英俊は、それに対して異議をとなえず、頷いた。
ただ希央は、この仕事に対する感想のようなことをちらりとこぼした。
「あの男の仕事は、できればもうしたくないものだ」
「金になっていいけどねえ」
希央がそんなことを言うとは意外だと、珊揮は思いながらもそう言った。
「無駄骨折らされてる感があって、詰まらない」
希央がそう言う気持ちも、珊揮には分からなくもない。
漣淨は、人にものを頼むときにその真意を告げない。今回のことも、そうだ。漣淨は、殺戮の徒を捕らえようなどとは、最初から思っていなかったはずだ。

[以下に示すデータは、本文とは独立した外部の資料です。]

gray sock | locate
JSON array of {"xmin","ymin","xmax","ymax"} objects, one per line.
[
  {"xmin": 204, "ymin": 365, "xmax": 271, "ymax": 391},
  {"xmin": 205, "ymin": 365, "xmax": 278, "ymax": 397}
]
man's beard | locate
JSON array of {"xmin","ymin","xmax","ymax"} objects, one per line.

漣淨が珊揮たちに振った役割は、ただ目立つことだ。そうして、奴らに近づいていきさえすれば良かったのだ。直接に捕らえることは、望まれてはいなかったのだ。
近頃の雑な殺しを繰り返す集団と、何百年もの間密かに殺しを続けてきた集団は、別のものである。或いは、前者は後者からはみ出した者たちである。
最初の頃から、珊揮はこれに気付いていた。むしろ誰も口にしなかっただけで、みなが腹の中ではそう思っていたはずだ。
雑な集団が、密かに殺しをしてきた者達の元仲間であったならば、珊揮たちに捕らえられれば、幾百年と秘密であったことごとが明らかにされるだろう。その恐れがあると知れば、伝統的殺戮集団は、雑な奴らの口を徹底的に塞ごうとするだろう。
または雑な集団が、単に伝統的集団の偽者であったとしたら、同一の集団であると見なされることを由としない、或いは仕事の邪魔と考えた者があれば、やはり雑な集団は葬られる。
そう仕向ける為には、派手に雑な方を追いつめることが必要だったのだ。その役割を演じるために選ばれたのが、珊揮たちということになる。
「毒には毒を以って制す……ということだよ。合理的だと言えるね」
悪党なんぞ、こちらがわざわざ手を下すよりも互いに食いつぶさせればいいのだと、珊揮はカラカラと笑う。
「まあ、私はそれなりの報酬さえいただければ、それで充分ですけどね」
にっこりと、英俊はそう意見を添えた。